I Rockefeller dicono addio al petrolio e si uniscono alla lotta per la difesa dal pianeta, dichiarando guerra ai drastici cambiamenti del clima. Certo una cosa insolita per una famiglia che ha costruito il suo impero economico sull’oro nero della Standard Oil e ne ha fatto per più di un secolo il suo emblema di ricchezza: la famiglia annuncerà il cambio di rotta all’apertura della conferenza sul clima a New York. L’intenzione della Fondazione filantropica è senza dubbio quella di dirottare gli 860 milioni di dollari investiti nel petrolio verso le energie rinnovabili.
In effetti negli ultimi anni sono state almeno 180 le istituzioni e anche centinaia i milionari che da tutto il mondo hanno cambiato la loro strategia di investimento, e molti hanno anche venduto asset del portafoglio legati al petrolio per investire nelle nuove fonti di energie alternative e pulite. Un esempio è la PensionDanmark, che ha già dirottato il 7% dei suoi 26 miliardi verso le rinnovabili. La compagnia ha dichiarato di avere intenzione di aumentare la quota, mentre un fondo australiano del valore di altri 26 miliardi ha appena fatto sapere di voler vendere tutti gli asset legati al carbone.

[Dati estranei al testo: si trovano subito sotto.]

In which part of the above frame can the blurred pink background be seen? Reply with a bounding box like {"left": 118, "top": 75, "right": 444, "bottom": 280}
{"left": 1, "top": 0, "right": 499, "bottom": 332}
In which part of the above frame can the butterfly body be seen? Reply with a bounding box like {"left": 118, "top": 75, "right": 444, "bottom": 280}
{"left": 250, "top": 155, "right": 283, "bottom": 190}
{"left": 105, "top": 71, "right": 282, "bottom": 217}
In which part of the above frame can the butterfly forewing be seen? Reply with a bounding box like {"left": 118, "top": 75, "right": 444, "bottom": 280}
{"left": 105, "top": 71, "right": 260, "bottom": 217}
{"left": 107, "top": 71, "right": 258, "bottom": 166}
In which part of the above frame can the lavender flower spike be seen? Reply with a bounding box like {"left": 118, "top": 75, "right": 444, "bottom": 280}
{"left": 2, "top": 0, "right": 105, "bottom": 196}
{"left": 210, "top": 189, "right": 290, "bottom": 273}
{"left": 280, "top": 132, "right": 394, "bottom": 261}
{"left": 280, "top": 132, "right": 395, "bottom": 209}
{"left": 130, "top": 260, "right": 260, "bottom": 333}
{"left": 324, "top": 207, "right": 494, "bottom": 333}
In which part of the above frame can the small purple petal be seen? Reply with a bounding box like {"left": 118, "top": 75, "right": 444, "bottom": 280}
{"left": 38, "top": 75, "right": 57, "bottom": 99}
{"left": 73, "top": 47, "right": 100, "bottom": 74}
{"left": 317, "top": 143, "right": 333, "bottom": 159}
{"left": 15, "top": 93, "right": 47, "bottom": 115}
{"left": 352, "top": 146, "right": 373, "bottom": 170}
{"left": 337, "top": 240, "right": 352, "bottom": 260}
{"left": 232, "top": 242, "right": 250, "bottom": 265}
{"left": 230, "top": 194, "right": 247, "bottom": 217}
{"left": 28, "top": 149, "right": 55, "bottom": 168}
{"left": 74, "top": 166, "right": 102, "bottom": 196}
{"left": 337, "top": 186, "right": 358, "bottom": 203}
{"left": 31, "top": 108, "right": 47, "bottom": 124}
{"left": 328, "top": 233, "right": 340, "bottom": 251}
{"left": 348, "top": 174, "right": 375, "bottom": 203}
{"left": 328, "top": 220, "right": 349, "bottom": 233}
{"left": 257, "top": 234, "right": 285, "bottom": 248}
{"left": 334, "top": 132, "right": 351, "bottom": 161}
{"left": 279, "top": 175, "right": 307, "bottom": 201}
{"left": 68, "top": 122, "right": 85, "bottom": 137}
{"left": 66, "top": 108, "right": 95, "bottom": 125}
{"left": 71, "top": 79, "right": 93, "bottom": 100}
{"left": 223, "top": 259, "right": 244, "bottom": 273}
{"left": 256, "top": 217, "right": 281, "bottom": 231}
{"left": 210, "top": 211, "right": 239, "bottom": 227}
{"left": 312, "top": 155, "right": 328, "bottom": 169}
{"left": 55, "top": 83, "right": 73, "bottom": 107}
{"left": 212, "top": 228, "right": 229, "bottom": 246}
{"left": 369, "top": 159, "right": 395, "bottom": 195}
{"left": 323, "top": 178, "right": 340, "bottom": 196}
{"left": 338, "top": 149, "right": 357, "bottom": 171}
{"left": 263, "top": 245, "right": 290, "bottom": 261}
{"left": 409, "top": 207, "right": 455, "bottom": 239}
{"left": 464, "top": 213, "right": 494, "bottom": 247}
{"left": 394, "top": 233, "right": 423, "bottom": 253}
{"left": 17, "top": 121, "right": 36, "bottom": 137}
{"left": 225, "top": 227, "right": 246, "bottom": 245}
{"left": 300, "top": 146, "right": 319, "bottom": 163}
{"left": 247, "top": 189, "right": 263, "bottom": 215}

Arabella Advisor ha pressappoco stimato i disinvestimenti complessivi per un valore di oltre 51 miliardi di dollari.
L’obiettivo di chi ha già venduto è di dare un segnale, poiché per vedere i profitti ci vorrà del tempo, ma già è bastato per spostare l’interesse dei propri investimenti e di allinearli ai principi ambientali. Una sorta di reazione a catena che vedrà la partecipazione di ulteriori investitori finora scettici ma che aumenterà pian piano fino a gettare basi concrete per trovare soluzioni al riscaldamento globale.
Steven Rockefeller ha detto: “Per noi l’operazione ha una dimensione morale, ma anche economica. Prevedo problemi per le aziende che non difenderanno il pianeta dai cambiamenti climatici”. L’attività del disinvestimento dai carboni fossili ha avuto origine dai college universitari, ma non tutti sono sulla stessa lunghezza d’onda, e ancora la stessa Harvard, che ha 32,7 miliardi investiti, è fuori. I supporter affermano: “Il disinvestimento avrà un effetto indiretto sulle compagnie portando maggiore attenzione ai cambiamenti climatici“.